ちなみに、現在のところ最年少資格取得者は中学1年生です。とは言え、やはり資格を取るには知識と経験(少なくとも実技試験対策としての)が必要になる資格です。

あと施工アンカー施工士は国家資格ではなく、現在のところ法律による制限等も無い作業に関する資格ではありますが、現在ほとんどの建設現場ではこの資格がないとあと施工アンカーを施工することができません。
この「あと施工アンカー」とは耳慣れない言葉だと思いますが、文字通り「あとから施工するアンカー」のことで、かなり多くの種類が当てはまります。
特に重要視されているのはコンクリートに打ち込むアンカーですが、石膏ボード用のアンカーなども当てはまります。

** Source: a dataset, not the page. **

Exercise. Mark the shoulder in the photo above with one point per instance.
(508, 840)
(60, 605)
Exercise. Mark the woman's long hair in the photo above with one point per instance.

一般家庭の中でアンカーを打ち込むときに、現場監督がいるわけでもないでしょうからこの資格を持っていないと仕事ができない、ということはないでしょうが、やはりきちんとした知識を持って施工しないとアンカー本来の耐力を十分発揮できないので危険ですね。

こういったきちんとした知識や資格がないと作業が危険なものなども、今では簡単にホームセンターで手に入ってしまうので、素人施工が増えてしまっている気もします。
ちょっと器用な人なら実際うまくやれてしまうことも多いと思いますが、資格などがあるものは施工そのものだけではなく、それに関係する多くの知識や事例を学びます。そういった知識がないと思わぬ事故につながることがあります。